Even a weathered security expert like Ben Hawkes, who figured out where the problem was, had a hard time finding a way to exploit this issue. Let alone how hard it must have been when there was no clue that a vulnerability even existed. It helps that libwebp is an open source library, so anyone interested can review the code. Ben explained that even extensive fuzzing had never revealed the problem.
Someone, or a group of people, must have taken it upon themselves to really dive into the code. Ben wrote:
“In practice, I suspect this bug was discovered through manual code review. In reviewing the code, you would see the huffman_tables allocation being made during header parsing of a VP8L file, so naturally you would look to see how it’s used. You would then try to rationalize the lack of bounds checks on the huffman_tables allocation, and if you’re persistent enough, you would progressively go deeper and deeper into the problem before realizing that the code was subtly broken. I suspect that most code auditors aren’t that persistent though — this Huffman code stuff is mind bending — so I’m impressed.”
Then again, seeing the amount of money that one could cash in for a fully functional exploit chain, there should be more than enough people willing to put in the work and shove their conscience aside.
20 million dollar for top-tier full-chain mobile exploits
And although Google and Apple have issued updates to patch this vulnerability, libwebp is used in many other applications. And it may take a while before the Android update trickles down to every make and model. Regular readers may know that when there is an update for the Android operating system—software that sits at the core of about 70% of all mobile devices—it can take a very long time to reach end users due to a patch gap. This is because many mobile phone vendors sell their devices with their own tweaked versions of Android and the patches need to be tested before they can be rolled out on those versions.
The NSO group that markets the Pegasus spyware have shown they are interested in acquiring such exploits.
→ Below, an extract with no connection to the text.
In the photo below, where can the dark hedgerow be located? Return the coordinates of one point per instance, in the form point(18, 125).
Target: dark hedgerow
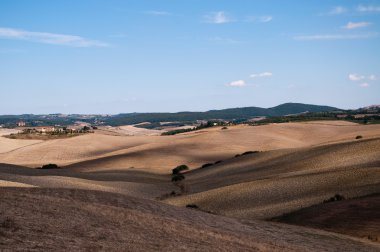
point(206, 165)
point(49, 166)
point(336, 197)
As we wrote years ago, the Pegasus spyware has been around for years and we should not ignore its existence.
Our own David Ruiz wrote:
“Pegasus is reportedly instrumental to several governments’ oppressive surveillance campaigns against their own citizens and residents, and, while NSO Group has repeatedly denied allegations that it complicitly sells Pegasus to human right abusers, it is difficult to reconcile exactly how the zero-click spyware program—which non-consensually and invisibly steals emails, text messages, photos, videos, locations, passwords, and social media activity—is at the same time a tool that can, in its very use, respect the rights of those around the world to speak freely, associate safely, and live privately.”
Pegasus is not new. The company behind it launched in 2010, and it reportedly gained its first overseas customer just one year later. For years, Citizen Lab has been tracking the spread of Pegasus, searching for government clients and tracking down mobile devices that were hacked by the spyware. Back in 2016, the group’s investigations helped spur MacOS updates to fix severe vulnerabilities that could have been exploited by Pegasus. In 2018, Citizen Lab also identified 45 countries that were potentially relying on Pegasus to conduct surveillance.
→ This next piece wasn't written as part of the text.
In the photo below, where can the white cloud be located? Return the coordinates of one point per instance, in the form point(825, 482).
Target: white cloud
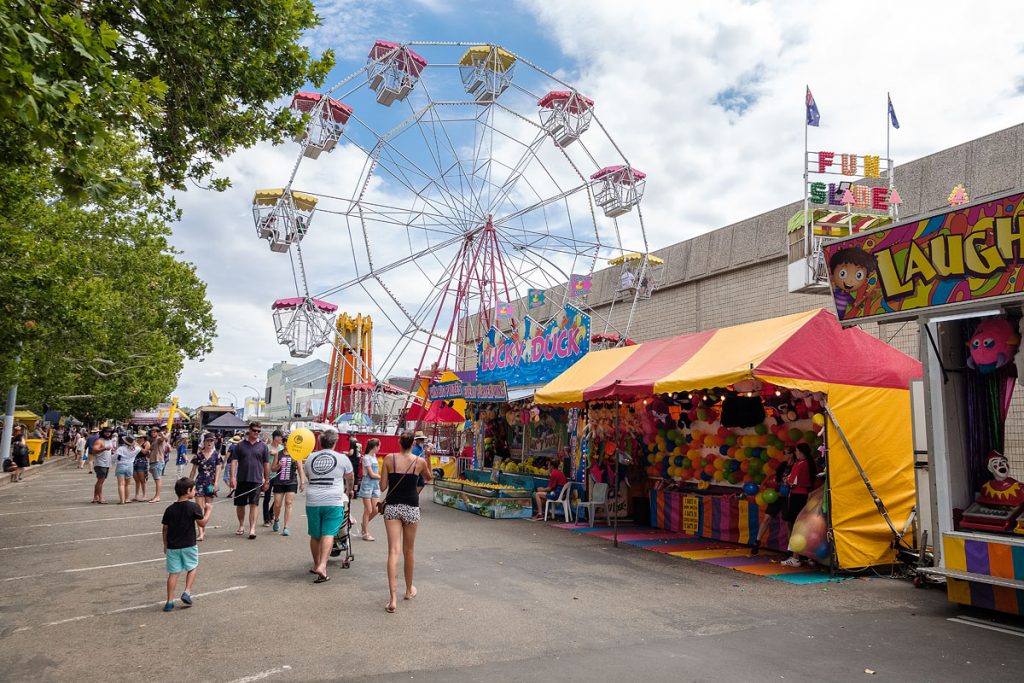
point(655, 71)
After learning about the findings from The Pegasus Project, former NSA defense contractor and surveillance whistleblower Edward Snowden warned that spyware is not a small problem. It is, he said, everywhere.
“When I look at this, what the Pegasus Project has revealed is a sector where the only product are infection vectors, right? They don’t—they’re not security products. They’re not providing any kind of protection, any kind of prophylactic.”
Snowden said.
“They don’t make vaccines. The only thing they sell is the virus.”